TPPに関する大きな問題4-外交オンチの民主党新自由主義勢力
既に報道でご存じの通り、民主党内は既に「慎重派」(この表現もよくわからない表現だ)が多数派を占めた関係でTPP交渉参加表明会見は延期になった。
■野田首相のTPP交渉参加表明会見は11日に延期
http://www.asahi.com/politics/update/1110/TKY201111100337.html
だがこれが単なるジェスチュアに過ぎないことは明らかだ。野田佳彦という人物のTPPへの参加の意思はゆるぎないものと思われる。

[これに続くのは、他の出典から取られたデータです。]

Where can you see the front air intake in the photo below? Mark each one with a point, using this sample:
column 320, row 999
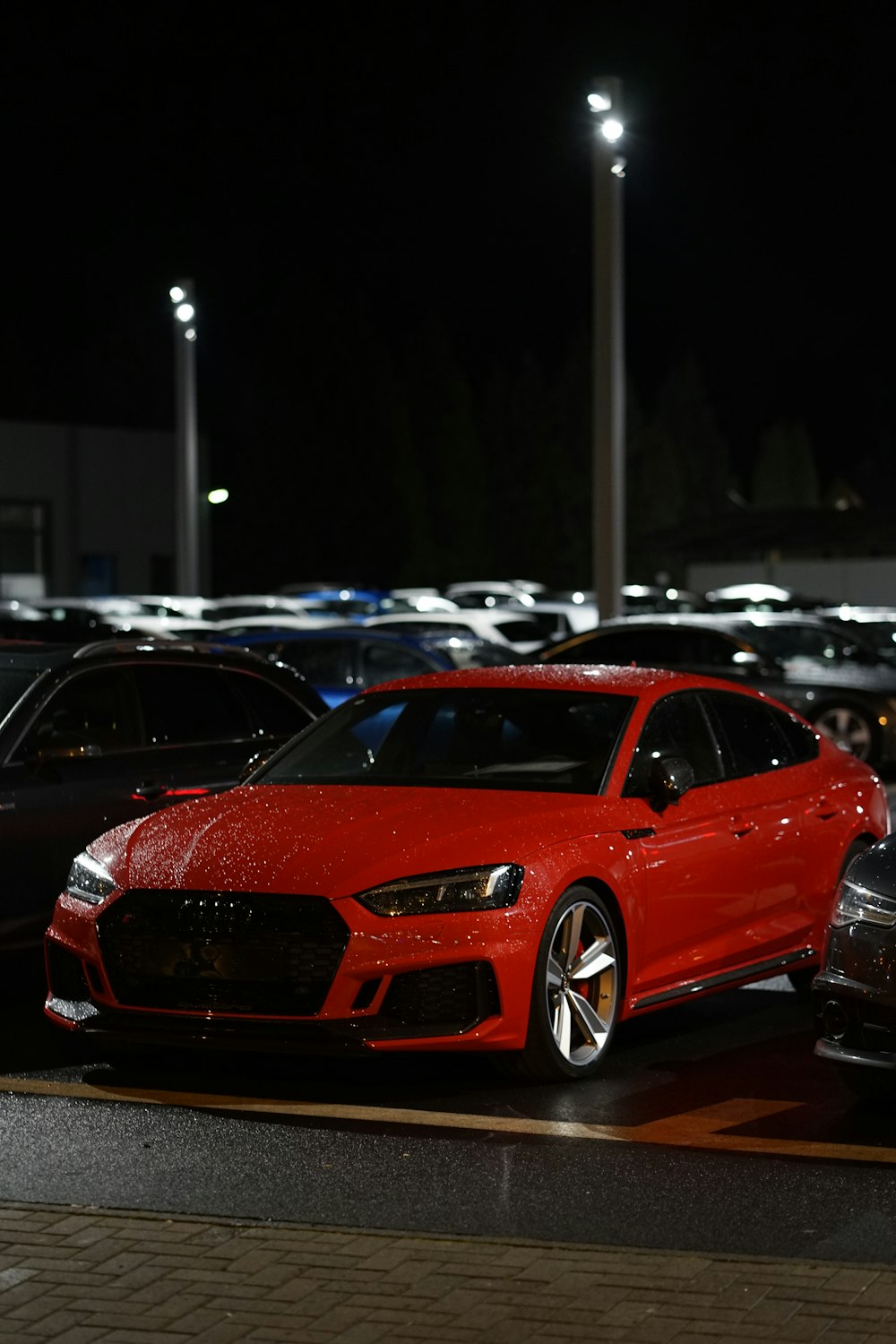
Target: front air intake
column 228, row 952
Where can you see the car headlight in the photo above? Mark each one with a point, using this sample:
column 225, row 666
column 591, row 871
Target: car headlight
column 857, row 903
column 89, row 879
column 447, row 892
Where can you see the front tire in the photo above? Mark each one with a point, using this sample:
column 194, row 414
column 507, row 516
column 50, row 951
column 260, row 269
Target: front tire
column 849, row 728
column 576, row 989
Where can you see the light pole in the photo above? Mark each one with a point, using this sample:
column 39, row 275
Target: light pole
column 187, row 441
column 607, row 487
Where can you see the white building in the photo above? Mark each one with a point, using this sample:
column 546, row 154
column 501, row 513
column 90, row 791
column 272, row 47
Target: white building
column 88, row 511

これは内閣不信任案をかわす狙いもある、という情報もあるが、いずれにせよ参加表明を強行すれば党が分裂するだけでなく野田政権には次のようなリスクがある。
1.野田政権に対して内閣不信任案を突き付け、野田内閣を総辞職に追い込む (民主党議員に離反組が相当数出ると思われる)
2.野田佳彦氏を日本国憲法第99条=憲法擁護義務違反で訴える
3.国会でTPP交渉参加反対決議を行う
これらはいずれも現実に充分起こりうる事態だが、これだけのリスクを押してでも参加表明を強行する理由は一体何なのか?
正直わからない。
読売新聞のわざとらしい記事があるが、本当にこんなことが理由なのだろうか?
■TPP交渉参加表明へ…首相、有言実行アピール
http://bit.ly/vMP3iT
首相は9月の就任以来、安全運転で政権運営に当たると公言し、挙党態勢の構築に腐心してきた。その中で、党内に多数の慎重派を抱えるTPP交渉参加は「首相の最初の判断」(細野環境相)となった。
民主党政権はこれまで、鳩山元首相が沖縄県の米軍普天間飛行場の県外移設を掲げて迷走したり、菅前首相が消費税率の引き上げを訴えながら先送りしたりと、党内でも「言いっ放しで実現しないことの繰り返しの2年間」と自嘲する声が漏れるほどだった。それだけに、TPP参加表明が「有言実行」の形となることで、「米国からも経済界からも『野田首相は信頼できる』と評価され、政権が安定する」(首相周辺)と自賛する声が上がっている。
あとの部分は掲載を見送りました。